Lucid Dream Review

Point-and-click adventures are great for presenting unique stories in video games. If you enjoy such an experience, then you may wish to dive into Lucid Dream, a surreal point-and-click adventure from the appropriately named Polish developer Dali Games. You play as Lucy, a wheelchair-bound child who is deeply concerned about her mother’s welfare. The family has recently suffered a devastating loss, and as a result, Lucy’s mother has sunk into a deep depression. It’s an intriguing story that is intelligently told, albeit with a somewhat rushed and disappointing ending. From a gameplay perspective, Lucid Dream errs on the easy side and plays it safe with its standard point-and-click adventure puzzles.

When Lucid Dream begins, Lucy is sitting in her wheelchair alone in a dark bedroom, wondering whether she can make her mom well again. It’s a somewhat depressing setting and the game periodically returns to it. Most of the time, however, is spent gallivanting across various dreamscapes, solving puzzles, and helping out the various NPCs you meet. Locations include a tiny planet, the rooftops of a city, and a colorful fantasy world that show off a lot of imagination in its creation. You are never in one place for too long and the story proceeds at a brisk pace – a refreshing change from adventure games that are guilty of padding their length with filler puzzles and keeping you in one place for too long.
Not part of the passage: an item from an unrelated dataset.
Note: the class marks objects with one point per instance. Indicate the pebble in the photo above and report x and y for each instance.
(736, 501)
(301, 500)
Speaking of the puzzles, Lucid Dream offers a solid, if unspectacular, batch of them. The game plays it safe and opts for the typical adventure game fare. Lucy has an inventory and she can pick up standard genre items, like pieces of machinery, keys, and lots of other objects that can either be used in the real world or given to other characters. Lucy also completes typical tasks, such as pushing buttons, pulling levers, and finding combinations for locks. If you get stuck, the game uses a hint system that unlocks tips in your journal as you progress. However, the results are somewhat mixed and it’s easy to squander a hint without learning anything that will help you. For the most part, though, you shouldn’t need many hints if you’re an experienced point-and-click adventurer. The puzzles are sufficiently logical (in spite of the game’s illogical settings) and the environments are designed with plenty of visual cues to help you progress through the game. Some of them are perhaps too easy – so much that a few of the chapters end up a little too close to walking simulators. At least those parts are few and far between enough though that the game never feels as if it’s playing itself.

Developer Dali Games makes it no secret who inspired the studio and their game. I’m happy to report that if the famous surrealist painter were alive today, he would most likely approve Lucid Dream by the outfit that bears his name. The inspired, crisp, hand-drawn visuals do a terrific job of providing the game’s atmosphere and giving you all kinds of attractive environments to bask in as you progress through it. Since you won’t be spending more than a half hour on any specific level, you’re occasionally going to want to stop for a minute to enjoy the scenery and smell the flowers for a moment. It’s not uncommon for a game by a small studio to be guilty of reusing assets and environments, but Lucid Dream is rarely guilty of that sin. It doesn’t recycle any of its music either, providing you with a different tune for each of the dozen brief chapters.

Lucid Dream’s gameplay exists as a vehicle for delivering its story and atmosphere. It intelligently explores adult themes through the eyes of an imaginative child. Lucy and her mother have become isolated from each another and Lucy has become lonely and confused. She recognizes that something has gone seriously wrong, but she’s not yet old enough to comprehend it. So, she soon takes it upon herself to go on a quest to rescue her mother — a quest that takes her on a journey where she’s no longer bound in a wheelchair, but where she gets to be the hero. The setup works very well and the story is, for the most part, an asset to the game. However, it’s perhaps a little too obscure for its own good at times. The final chapter goes by too quickly, arriving at a somewhat abrupt and slightly unsatisfying ending. It could perhaps be the result of some of the meaning having been lost in the translation. Ultimately, the story is a good one, but it does leave some potential on the table.

The point-and-click adventure genre has been around long enough so that there isn’t much ground left to break in the gameplay. There are, however, a multitude of stories left to tell and environments to explore. Dali Games’s Lucid Dream tells one of these stories as you journey through some interesting locations. It’s not necessarily a game for players looking for brilliantly devious puzzles and new mechanics, but from an artistic standpoint it succeeds in some important ways. Its pleasant visuals and music are cornerstones for a quality adventure time, even if it’s otherwise not overly ambitious and suffers from occasional flaws. However, the game is fairly easy to recommend if you’re looking for a story that explores themes such as mental health and tragedy.